Dubai-owned ports giant DP World reported on Thursday a record $721mn first-half profit boosted by elevated shipping rates but said it expected its profit, revenue and container growth rates to moderate in the rest of the year.
The company, one of the world’s biggest port operators, said profit climbed 51.8%, up from $475mn in the same period a year ago.
The shipping industry has seen record profits recently due to tight shipping supply caused by a surge in consumer demand and pandemic-linked supply chain disruptions.
DP World, which also owns logistics parks, handled 39.48mn shipping containers in the first half, a year-on-year growth of 2.3%.
But the ports giant, which saw first-half revenue rise 60.4% to $7.9bn, said it expected its growth rates to moderate in the second half amid an uncertain near-term outlook.
Chairman and chief executive Sultan Ahmed bin Ahmed cited a “more challenging macro and geopolitical environment” but said DP World was “well placed” to deliver improved full-year results following the strong year so far.

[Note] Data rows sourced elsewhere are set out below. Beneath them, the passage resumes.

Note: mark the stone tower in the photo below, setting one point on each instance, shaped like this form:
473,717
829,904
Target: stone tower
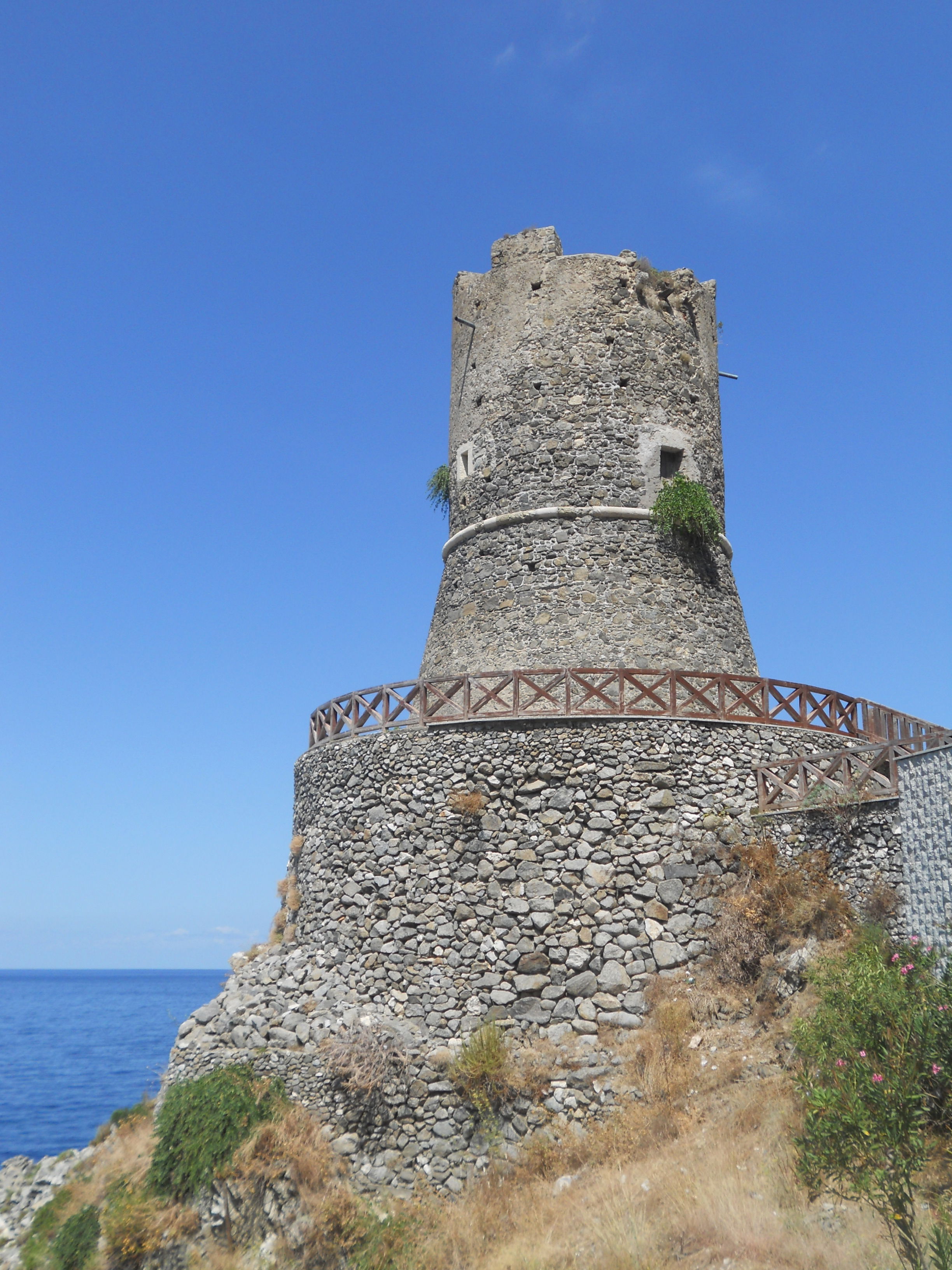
578,384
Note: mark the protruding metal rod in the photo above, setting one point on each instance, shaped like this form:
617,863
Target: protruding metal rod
469,350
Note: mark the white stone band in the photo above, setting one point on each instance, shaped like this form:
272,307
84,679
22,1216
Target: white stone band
558,514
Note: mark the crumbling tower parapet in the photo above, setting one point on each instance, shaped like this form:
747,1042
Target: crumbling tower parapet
578,384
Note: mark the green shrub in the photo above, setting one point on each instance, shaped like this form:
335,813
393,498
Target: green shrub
483,1070
78,1239
438,489
144,1108
876,1079
46,1222
201,1124
684,510
130,1223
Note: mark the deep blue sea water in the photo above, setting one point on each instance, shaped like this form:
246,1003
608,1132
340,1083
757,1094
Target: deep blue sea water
77,1044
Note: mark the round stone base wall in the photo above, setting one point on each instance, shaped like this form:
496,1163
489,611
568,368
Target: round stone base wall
528,872
532,874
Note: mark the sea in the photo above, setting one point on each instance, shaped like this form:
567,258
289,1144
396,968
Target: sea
78,1044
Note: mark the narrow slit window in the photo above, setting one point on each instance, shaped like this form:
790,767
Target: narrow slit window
465,461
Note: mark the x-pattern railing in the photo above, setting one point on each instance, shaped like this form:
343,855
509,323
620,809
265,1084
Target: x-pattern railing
842,776
586,693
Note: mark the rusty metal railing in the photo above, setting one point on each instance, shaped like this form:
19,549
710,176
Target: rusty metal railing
855,775
595,693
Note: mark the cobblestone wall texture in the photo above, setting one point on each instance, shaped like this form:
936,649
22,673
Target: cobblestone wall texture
570,376
926,803
596,860
586,593
865,846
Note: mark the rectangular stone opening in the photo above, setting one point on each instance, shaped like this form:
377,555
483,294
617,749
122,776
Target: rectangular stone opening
465,461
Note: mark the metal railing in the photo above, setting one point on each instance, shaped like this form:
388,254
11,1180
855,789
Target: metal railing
593,693
845,776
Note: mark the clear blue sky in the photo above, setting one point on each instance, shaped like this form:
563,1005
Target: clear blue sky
228,239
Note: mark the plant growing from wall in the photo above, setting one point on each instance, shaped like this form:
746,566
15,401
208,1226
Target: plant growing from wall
683,510
876,1080
438,489
483,1070
201,1124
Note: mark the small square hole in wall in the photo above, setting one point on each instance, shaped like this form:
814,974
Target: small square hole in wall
465,461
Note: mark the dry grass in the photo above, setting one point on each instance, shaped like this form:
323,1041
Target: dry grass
697,1174
775,902
134,1223
467,804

“Nevertheless, we remain positive on the medium to long-term fundamentals of the industry and DP World’s ability to continue to deliver sustainable returns,” he said in a statement.
Danish shipping firm Maersk this month raised its guidance for a second time, expecting supply chain issues that have boosted freight rates would last longer than expected.
DP World’s caution comes amid concerns the global economy may be heading towards recession, in part due to high inflation and the fallout from Russia’s invasion of Ukraine.
The IMF said last month those risks were materialising as it cut its global growth forecast for this year to 3.2%.